Roberto Juarroz – Poésie et création – Paris, Joseph Corti, 2010
Pour Roberto Juarroz, définir la poésie s’avère aussi vain que de tenter d’expliquer la vie, comme il le définit dans un entretien accordé à Guillermo Boido où il a toutefois accepté de témoigner de son expérience de création. Dans le sillage d’Eluard, le poème consiste pour lui à donner à voir, à montrer ce que la quotidienneté nous dissimule, ce que nous cache l’inanité de notre existence. Il s’agit alors de suggérer les choses, de les faire entrevoir, de faire en sorte que les choses « soient présentes par leur absence ». Car nous vivons entourés de mystère et d’antithèses, " aimer quelqu’un c’est aussi ne pas l’aimer, vivre c’est mourir, penser c’est ne pas pouvoir pénétrer cela même que nous pensons. » De sorte que le visible n’est qu’un seul aspect du réel qui s’avère beaucoup plus vaste et énigmatique que toutes nos vaines définitions. Si la poésie alors n’offre ni réponses ni solutions, elle nous propose toutefois une forme de « compagnie pour la vie. »

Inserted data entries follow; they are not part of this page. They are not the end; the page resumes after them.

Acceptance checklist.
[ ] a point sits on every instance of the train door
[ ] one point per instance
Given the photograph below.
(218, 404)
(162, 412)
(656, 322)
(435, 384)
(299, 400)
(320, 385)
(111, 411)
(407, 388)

Dans sa tentative d’exprimer l’impossible même, elle se situe d’entrée de jeu comme un mystère et un paradoxe. Ainsi l’expérience poétique se situe toujours aux limites de la condition humaine : l’abîme, l’absurde, la mort. Elle voit au-delà des apparences. Si « le langage est la demeure de l’être » comme le définissait Heidegger, les poètes sont les gardiens de cette maison et la poésie est la fondation de l’être par la parole. Pour Juarroz si la poésie est indissociable de l’expérience vécue, « elle en constitue une forme et sans doute des plus hautes sinon la plus haute de l’intensité ». Ainsi définit-il la poésie comme « une explosion de l’être sous le langage ».

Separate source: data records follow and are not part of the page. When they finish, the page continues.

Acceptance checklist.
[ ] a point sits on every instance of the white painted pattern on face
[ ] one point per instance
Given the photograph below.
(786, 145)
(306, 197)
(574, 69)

Co-naître devient alors « naître avec ce que l’on connaît » en un processus actif de re-création permanente. Le poète serait alors un médiateur de forces inconnues et c’est à travers une sorte d’ascèse qu’il peut capter le Réel et le dire. En ce sens elle ne peut résulter que d’un « sentiment déchirant d’incompatibilité avec le monde frôlant parfois la folie » où l’homme « ne se sauve ni ne se perd/seulement parfois il chante en chemin. » La poésie n’est donc pas pour Juarroz un don inné mais un éveil permanent. En ce sens aucun poème ne peut véritablement s’achever. La caractéristique de la poésie étant toutefois de « porter la parole à l’extrême d’elle-même, à son ultime possibilité de configurer, de créer ou d’exprimer quelque chose. » Elle constitue pour lui « la plus grande plénitude de vie » à laquelle il puisse accéder et son identité même. Comme le tango, elle manifeste deux ou trois sentiments fondamentaux de la condition humaine : « celui de la perte, de l’inaccessible, de la soumission de l’homme à l’incomplétude, sous toutes les formes liées à l’amour, à la mort ou au passé. » Ainsi se réfère t’il à ces vers du poète Porchia : « Proférer la parole, seulement quand la parole nous a vaincus. » Car il n’y a pas de plénitude possible, seuls les manques où les failles peuvent en définitive s’énoncer pour que filtre toute la lumière du monde envisagée à travers un regard humain.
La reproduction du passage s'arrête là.